— Не дам! — ответила Вера Андреевна, но трубку все же не положила. Выждав паузу, она добавила: — Пойми, Сережа, все это забавно и весело, но у меня нет времени на подобные пустяки. Ты малость ошибся адресом. Найди себе ровесницу и хоть чертом перед ней скачи. А я в эти игры давно не играю.
— Если бы это была игра, я бы тебя не побеспокоил. У меня тоже своя гордость есть.
— Это игра, Сережа. Причем нелепая, вульгарная.
Перед ним была стена, в которой нет брешей. Он знал, в чем его слабость. У него не было любовного опыта, и приходилось ломиться наугад. Его знания в этой области были почерпнуты из книг. Зато его самоуверенность границ не имела. Сердце его и мозг на мгновение одеревенели. Он сказал скорбно:
— Соглашайся, Вера! Я все равно от тебя не отстану.
— На что соглашаться?
— Чтобы у нас было свидание. Как у людей.
Впервые голос ее дрогнул, за тысячу километров он почувствовал ее легкий испуг. Даже не испуг, а недоумение. Она не желала заглядывать за край, к которому он ее тащил волоком. Но догадалась о существовании этого края. А до этой минуты, до прозрения, летала в поднебесье вольной птахой. Парила над всем миром, и за границу вояжировала, откуда привозила шикарные свитера.
— Сережа, прошу тебя, оставь меня в покое! Ты пожалеешь о том, что затеял. Обожжешься, да поздно будет.
— У тебя какой-то кинотеатр возле дома. Я тебя буду ждать там в восемь часов. Тебе удобно?
— В девять, — сказала она холодно.
У него осталось время зайти в парикмахерскую. Пока мастер над ним колдовал, он в зеркале с пристрастием изучал свое отражение. «Такому человеку, — думал с обидой, — бог дал самую заурядную внешность. Нос, губы, подбородок, лоб — так все грубо, мясисто высечено. Главное, никакой общей идеи, никакого замысла, абы как, рожа — и больше ничего. С такой рожей уместно скидываться на троих у магазина. А вот если с интеллигентной женщиной заговорить о деликатных материях, то можно и напугать».
Но волосы густые, светлые, с блеском, волосами он был доволен, от матери достались. Все остальное, вероятно, от отца, которого он видел только на фотографиях. Ну да, от отца. Та же массивность черепа, растопыренные уши, точно ветер дует в затылок, угрюмо-простодушный взгляд из-под высоких бровей. Впрочем, ничего, мужицкое, обыкновенное лицо, без хитростей и затей. Спасибо, батя!

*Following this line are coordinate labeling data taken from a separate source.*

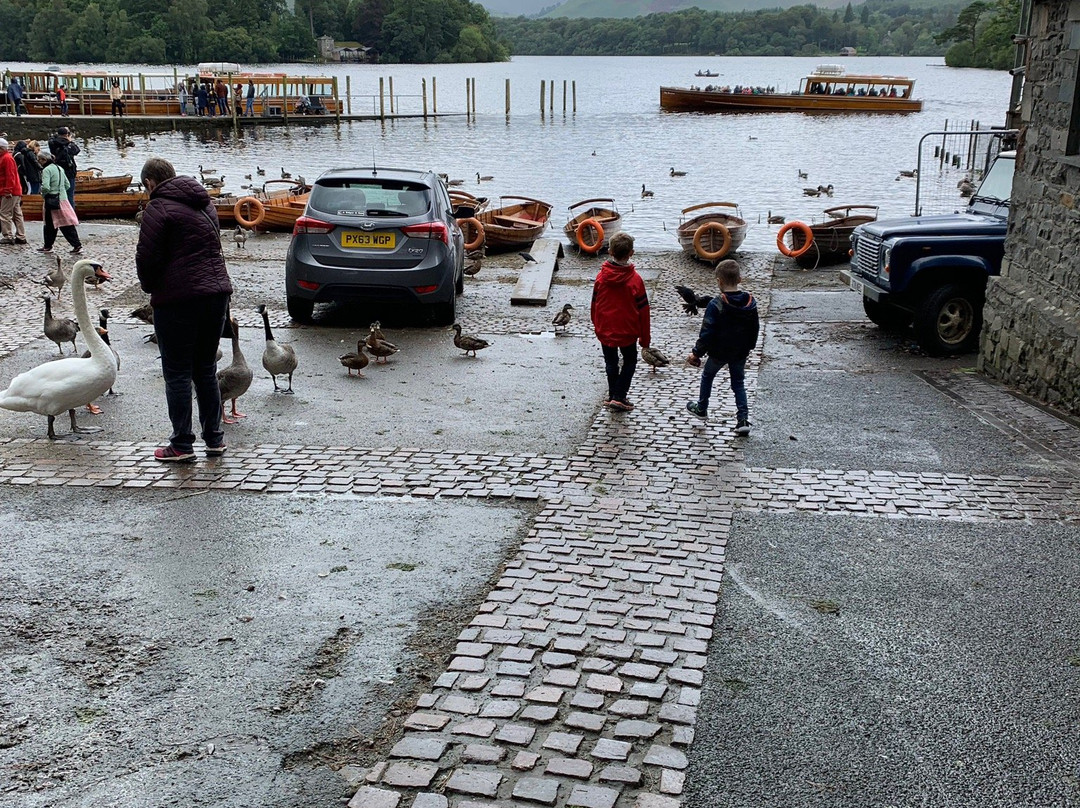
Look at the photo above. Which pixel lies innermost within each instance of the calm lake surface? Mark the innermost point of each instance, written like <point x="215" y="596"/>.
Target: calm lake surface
<point x="752" y="159"/>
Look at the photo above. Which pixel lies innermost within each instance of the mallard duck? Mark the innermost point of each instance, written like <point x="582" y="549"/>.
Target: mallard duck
<point x="655" y="358"/>
<point x="55" y="278"/>
<point x="563" y="318"/>
<point x="234" y="380"/>
<point x="468" y="342"/>
<point x="59" y="330"/>
<point x="355" y="361"/>
<point x="144" y="312"/>
<point x="376" y="331"/>
<point x="70" y="382"/>
<point x="278" y="359"/>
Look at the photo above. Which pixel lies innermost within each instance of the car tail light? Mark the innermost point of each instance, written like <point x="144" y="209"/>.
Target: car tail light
<point x="306" y="225"/>
<point x="429" y="230"/>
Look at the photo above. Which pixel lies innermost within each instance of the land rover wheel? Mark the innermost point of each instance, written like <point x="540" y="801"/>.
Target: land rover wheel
<point x="948" y="320"/>
<point x="885" y="315"/>
<point x="299" y="308"/>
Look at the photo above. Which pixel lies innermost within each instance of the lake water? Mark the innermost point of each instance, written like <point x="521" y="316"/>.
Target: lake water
<point x="752" y="159"/>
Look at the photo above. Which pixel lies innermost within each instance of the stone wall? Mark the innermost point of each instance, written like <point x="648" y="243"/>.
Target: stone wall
<point x="1031" y="333"/>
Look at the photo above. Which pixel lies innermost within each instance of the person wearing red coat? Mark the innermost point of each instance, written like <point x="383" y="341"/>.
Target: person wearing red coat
<point x="12" y="230"/>
<point x="620" y="312"/>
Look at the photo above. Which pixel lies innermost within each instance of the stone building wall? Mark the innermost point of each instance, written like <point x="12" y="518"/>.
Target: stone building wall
<point x="1031" y="331"/>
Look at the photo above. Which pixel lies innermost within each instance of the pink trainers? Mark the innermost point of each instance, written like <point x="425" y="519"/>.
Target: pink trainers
<point x="169" y="455"/>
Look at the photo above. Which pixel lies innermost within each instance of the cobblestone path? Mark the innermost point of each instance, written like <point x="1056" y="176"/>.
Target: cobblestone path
<point x="577" y="683"/>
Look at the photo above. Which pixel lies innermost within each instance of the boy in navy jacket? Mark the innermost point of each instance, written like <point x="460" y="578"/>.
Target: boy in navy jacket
<point x="728" y="335"/>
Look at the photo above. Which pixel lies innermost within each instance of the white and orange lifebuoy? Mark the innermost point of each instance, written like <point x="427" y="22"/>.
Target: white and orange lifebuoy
<point x="240" y="211"/>
<point x="475" y="226"/>
<point x="705" y="231"/>
<point x="584" y="227"/>
<point x="791" y="252"/>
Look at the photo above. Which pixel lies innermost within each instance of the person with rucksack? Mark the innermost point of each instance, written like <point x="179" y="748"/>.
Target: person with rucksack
<point x="64" y="151"/>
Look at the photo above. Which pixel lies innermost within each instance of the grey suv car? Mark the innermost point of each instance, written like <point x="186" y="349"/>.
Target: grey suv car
<point x="370" y="234"/>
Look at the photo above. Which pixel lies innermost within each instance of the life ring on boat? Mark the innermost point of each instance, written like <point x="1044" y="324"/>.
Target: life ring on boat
<point x="583" y="227"/>
<point x="704" y="231"/>
<point x="477" y="227"/>
<point x="807" y="237"/>
<point x="245" y="203"/>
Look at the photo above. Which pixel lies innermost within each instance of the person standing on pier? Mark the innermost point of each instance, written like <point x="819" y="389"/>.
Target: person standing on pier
<point x="223" y="97"/>
<point x="12" y="230"/>
<point x="118" y="98"/>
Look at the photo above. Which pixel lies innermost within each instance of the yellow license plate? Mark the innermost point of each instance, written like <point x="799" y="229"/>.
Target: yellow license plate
<point x="356" y="240"/>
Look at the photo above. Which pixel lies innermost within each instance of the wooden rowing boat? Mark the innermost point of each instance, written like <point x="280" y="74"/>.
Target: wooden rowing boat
<point x="832" y="239"/>
<point x="516" y="223"/>
<point x="92" y="205"/>
<point x="711" y="242"/>
<point x="603" y="211"/>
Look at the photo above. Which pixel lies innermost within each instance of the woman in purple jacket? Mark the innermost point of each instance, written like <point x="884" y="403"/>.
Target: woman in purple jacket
<point x="179" y="263"/>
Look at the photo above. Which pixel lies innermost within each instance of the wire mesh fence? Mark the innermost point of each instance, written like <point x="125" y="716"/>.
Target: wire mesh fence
<point x="952" y="163"/>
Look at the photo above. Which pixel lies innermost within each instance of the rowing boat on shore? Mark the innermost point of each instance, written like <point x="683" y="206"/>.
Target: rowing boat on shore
<point x="828" y="89"/>
<point x="516" y="223"/>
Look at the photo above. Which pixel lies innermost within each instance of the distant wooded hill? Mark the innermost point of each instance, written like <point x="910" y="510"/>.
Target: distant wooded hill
<point x="878" y="27"/>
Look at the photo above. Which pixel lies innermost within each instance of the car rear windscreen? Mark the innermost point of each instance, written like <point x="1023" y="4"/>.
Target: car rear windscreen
<point x="370" y="198"/>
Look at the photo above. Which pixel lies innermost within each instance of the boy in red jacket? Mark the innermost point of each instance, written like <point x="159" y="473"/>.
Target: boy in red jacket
<point x="620" y="312"/>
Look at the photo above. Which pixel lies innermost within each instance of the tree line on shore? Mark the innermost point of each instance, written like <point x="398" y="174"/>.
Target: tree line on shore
<point x="186" y="31"/>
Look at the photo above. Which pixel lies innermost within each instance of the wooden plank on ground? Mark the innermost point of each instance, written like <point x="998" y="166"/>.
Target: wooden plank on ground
<point x="534" y="282"/>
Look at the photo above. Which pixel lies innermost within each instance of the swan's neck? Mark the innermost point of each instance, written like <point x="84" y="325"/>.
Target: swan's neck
<point x="94" y="341"/>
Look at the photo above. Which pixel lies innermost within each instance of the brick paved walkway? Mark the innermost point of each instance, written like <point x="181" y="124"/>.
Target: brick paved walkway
<point x="577" y="682"/>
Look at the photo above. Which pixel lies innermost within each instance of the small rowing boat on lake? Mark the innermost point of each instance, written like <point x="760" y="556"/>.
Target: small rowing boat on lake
<point x="515" y="224"/>
<point x="714" y="232"/>
<point x="828" y="89"/>
<point x="592" y="224"/>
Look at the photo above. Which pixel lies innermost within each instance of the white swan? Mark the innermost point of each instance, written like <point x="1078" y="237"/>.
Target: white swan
<point x="66" y="384"/>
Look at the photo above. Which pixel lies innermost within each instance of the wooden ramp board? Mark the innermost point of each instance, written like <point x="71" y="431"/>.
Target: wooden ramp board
<point x="534" y="283"/>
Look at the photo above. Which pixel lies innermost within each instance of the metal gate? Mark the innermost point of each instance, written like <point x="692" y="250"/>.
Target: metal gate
<point x="952" y="163"/>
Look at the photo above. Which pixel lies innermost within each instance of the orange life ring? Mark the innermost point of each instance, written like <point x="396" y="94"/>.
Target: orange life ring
<point x="699" y="237"/>
<point x="477" y="226"/>
<point x="580" y="237"/>
<point x="243" y="204"/>
<point x="807" y="234"/>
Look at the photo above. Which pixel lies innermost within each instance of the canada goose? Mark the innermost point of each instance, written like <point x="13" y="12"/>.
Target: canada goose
<point x="355" y="361"/>
<point x="655" y="358"/>
<point x="59" y="330"/>
<point x="279" y="360"/>
<point x="468" y="342"/>
<point x="563" y="318"/>
<point x="66" y="384"/>
<point x="234" y="380"/>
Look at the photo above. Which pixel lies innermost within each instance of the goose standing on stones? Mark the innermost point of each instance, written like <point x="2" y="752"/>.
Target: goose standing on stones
<point x="59" y="330"/>
<point x="70" y="382"/>
<point x="278" y="359"/>
<point x="234" y="380"/>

Мастер предложил напоследок освежиться, но Боровков отказался. Неизвестно, какое это впечатление произведет на Веру Андреевну, если от него будет за версту разить одеколоном.
В девять пришел к кинотеатру. Закурил. Но не успел сделать и двух затяжек, как она появилась. В электрической полутьме особенно было заметно, как она хороша, стремительна и недоступна.
— Ты знаешь, почему я согласилась прийти? — спросила она, остановись напротив него с таким видом, будто они встретились на узенькой дорожке и одному из них сейчас предстоит лететь в пропасть.
— Знаю, — благодушно ответил Боровков. — Ты пришла, чтобы раз и навсегда прекратить это дурачество.
Она что-то хмыкнула недоброе.
— Не бесись! — попросил он смиренно. — Часик на свежем воздухе тебе не повредит, а мне счастливое воспоминание на всю оставшуюся жизнь.
— Ишь, как ловко у тебя язык подвешен. Я сразу и не обратила внимания. В твоем распоряжении десять минут. Говори, что тебе нужно. Только без хамства!
Окончательно умиротворенный, Боровков спросил, не согласится ли она зайти куда-нибудь и выпить кофе. Свое предложение он облек в весьма элегантную форму, сказав, что у него накопилось свободных денег рубля полтора. Она от мотовства отказалась. На ходу, на ветру трудно было найти нужную интонацию. Он сыпал словами, как семечками. Она слушала без особого интереса, но не перебивала, не торопила. Он вдруг начал рассказывать о своих планах на будущее. Потом перескочил на какой-то курьезный случай из студенческой жизни, потом сообщил, что женщин совсем не знает, что в этом смысле он пещерный человек. На этой теме, тоже некстати, зациклился, поделился своими соображениями о том, что в наше время, дескать, мужчина становится мужчиной в восемнадцать лет, а в двадцать у него наступает переходный период, и где-то к тридцати годам он окончательно впадает в детство. Они прошли несколько кварталов, и Вера Андреевна пожаловалась, что замерзла и хочет спать.
— Ладно, Сережа, — сказала она примирительно. — Я на тебя не сержусь, и ты очень мило меня развлекаешь. Но давай все же на этом поставим точку.